# princess parrot breeders



## MonitorMayhem (Mar 14, 2012)

just wondering if anyone has put 2 lutino princess parrots together for breeding or does everyone put them with splits or other coulors


----------



## princessparrot (Jul 19, 2012)

i do breed princesses but never had lutinos sorry, i just have normals and blues

they have both bred both with their own mutation and the others


----------



## SteveNT (Jul 19, 2012)

Good to see the originals are showing up in numbers in the Centre this year.


----------



## princessparrot (Jul 21, 2012)

yeah, apart from my blue princesses(were unwanted and givin to me) i only have and prefer the natural colours, though they are getting harder to find(especially turquoise parrots)


----------



## Jay84 (Jul 21, 2012)

We have a number of Princess Parrots, mainly normals and blues but we do have one yellow who we have only bred with splits for now. 

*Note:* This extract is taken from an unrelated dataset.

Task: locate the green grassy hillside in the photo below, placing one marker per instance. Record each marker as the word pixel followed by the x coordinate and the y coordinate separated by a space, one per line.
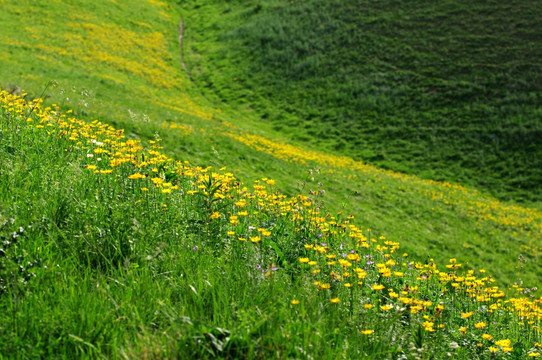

In the next season or two I want to get some limes, silver and albinos. We have always bred in colonies and have great success.


----------



## PigFeet (Jul 21, 2012)

we breed lime x normal/blue/lime and the split comes from a white but where yet to get a white baby from them.


----------



## Conway (Dec 3, 2017)

A lot of help please, I have bred Greens and Blues Princess for a few years, before the start of this breeding season I purchase a Lutino cock bird and put it with a Blue hen the lutino was out of( Lutino and White parents which I do not have ) and the Blue hen parents where both Blue, I have ended up with Green young ones. When asking the question why I was told that I could not get any thing other but Green. My question is there a simply formula to follow to get different colours. I have tried to read up on different sites but just get lost with the wording and how to go about it


----------